The year 2019 marked 70 years of research on vegetables and other crops at the Wellesbourne Campus. The Annual Reports are an excellent source of information and below are extracts from the First Annual Report 1950, published in 1951.

‘During the latter part of the 1939-45 war much thought was given to the needs of research in agriculture and horticulture in consequence of the necessity of increasing food production in Great Britain in the future. In this connection a Survey Group, appointed by the Agricultural Research Council, the Agricultural Improvement Council of the Ministry of Agriculture and Fisheries, and the Scottish Agricultural Advisory Council, recommended that a new Vegetable Research Station should be established in view of the great national interests involved and the limited facilities available at Cambridge, where investigations had been proceeding for several years under the auspices of the Ministry and the University. H.M. Treasury agreed to this proposal, and in 1947 a Governing Body for the new N.V.R.S. was established by the Minister of Agriculture and Fisheries and the Secretary of State for Scotland’.

‘In February 1948 the Governing Body appointed as the first Director, Dr J. Philp, a distinguished plant breeder who had much experience at home and abroad.

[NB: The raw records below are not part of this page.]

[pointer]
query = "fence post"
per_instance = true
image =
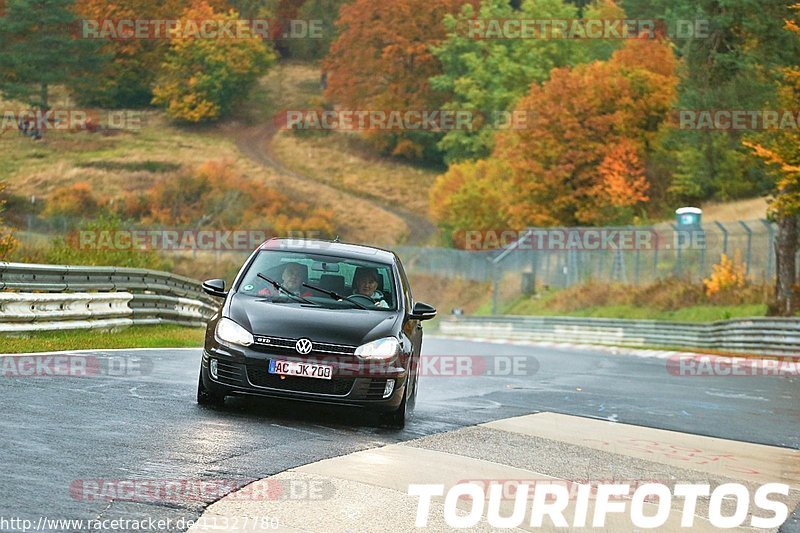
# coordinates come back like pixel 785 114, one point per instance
pixel 655 255
pixel 749 247
pixel 770 249
pixel 724 237
pixel 678 259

His first duty was to seek for a site for the new station, a task which proved to be very arduous. Until the Governing Body was legally incorporated as the British Society for the Promotion of Vegetable Research in September 1949, the administrative arrangements were in the hands of the Ministry of Agriculture and Fisheries’.

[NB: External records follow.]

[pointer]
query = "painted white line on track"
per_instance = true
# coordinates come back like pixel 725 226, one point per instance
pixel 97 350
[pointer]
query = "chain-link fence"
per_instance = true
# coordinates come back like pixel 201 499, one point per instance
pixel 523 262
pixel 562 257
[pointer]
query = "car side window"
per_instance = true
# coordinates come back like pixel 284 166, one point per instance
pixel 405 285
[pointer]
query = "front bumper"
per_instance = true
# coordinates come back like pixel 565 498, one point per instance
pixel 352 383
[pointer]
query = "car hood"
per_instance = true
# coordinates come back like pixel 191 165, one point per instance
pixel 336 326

‘The Director investigated 318 properties which were offered for sale and made 71 inspections. It was not until 29th September, 1949 that the Society obtained possession of the present site on lease from the Ministry of Agriculture which purchased the property on the recommendation of the Organising Committee’.

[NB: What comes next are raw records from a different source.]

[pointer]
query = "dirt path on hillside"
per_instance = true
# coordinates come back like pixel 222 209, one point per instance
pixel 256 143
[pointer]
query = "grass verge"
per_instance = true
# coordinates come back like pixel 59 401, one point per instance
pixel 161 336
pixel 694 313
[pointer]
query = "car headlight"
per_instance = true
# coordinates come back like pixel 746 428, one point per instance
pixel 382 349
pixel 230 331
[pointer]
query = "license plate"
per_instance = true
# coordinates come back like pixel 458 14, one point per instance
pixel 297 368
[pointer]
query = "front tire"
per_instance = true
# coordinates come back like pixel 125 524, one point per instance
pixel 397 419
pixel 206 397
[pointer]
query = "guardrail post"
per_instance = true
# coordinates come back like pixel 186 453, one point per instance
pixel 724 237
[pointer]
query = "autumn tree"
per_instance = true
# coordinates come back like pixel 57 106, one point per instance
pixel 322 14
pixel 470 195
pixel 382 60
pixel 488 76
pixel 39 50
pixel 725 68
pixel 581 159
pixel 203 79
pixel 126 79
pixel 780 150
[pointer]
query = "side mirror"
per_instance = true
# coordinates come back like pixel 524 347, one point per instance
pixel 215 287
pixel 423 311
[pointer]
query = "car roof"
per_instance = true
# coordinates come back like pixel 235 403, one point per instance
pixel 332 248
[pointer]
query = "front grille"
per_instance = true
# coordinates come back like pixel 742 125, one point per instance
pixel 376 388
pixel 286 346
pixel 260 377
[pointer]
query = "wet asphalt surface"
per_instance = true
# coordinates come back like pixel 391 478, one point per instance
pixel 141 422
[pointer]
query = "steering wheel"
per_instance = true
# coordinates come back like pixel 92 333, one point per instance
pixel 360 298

‘The site lies in Warwickshire, six miles east of Stratford-upon-Avon, five miles out of Warwick and one mile north of the village of Wellesbourne. It is almost in the centre of England, is easily reached by rail and road, and has soils and climate similar to the nearby Vale of Evesham where vegetable production is an important industry. The property consists of 280 acres of level land’.

‘Most of the natural requirements were met and in consequence the disadvantages were mainly of a type that could be overcome. There were, of course, no facilities in the form of laboratories and glasshouses for research and none of the buildings was suitable for conversion into laboratories. The property formed part of an estate where mixed farming was practiced and it was operated from another farmstead on the estate. Housing for staff was inadequate; there was no farmhouse and there were only three cottages, all in a poor state of repair. There was no electric power or piped water and a bridle path formed the means of access to the buildings’.

 
   

 

OS Six-inch England and Wales, 1842-1952: The site of NVRS is to the east of Charlecote - top left on map. The builldings are marked as 'Cottage Farm' Courtesy of the National Library of Scotland.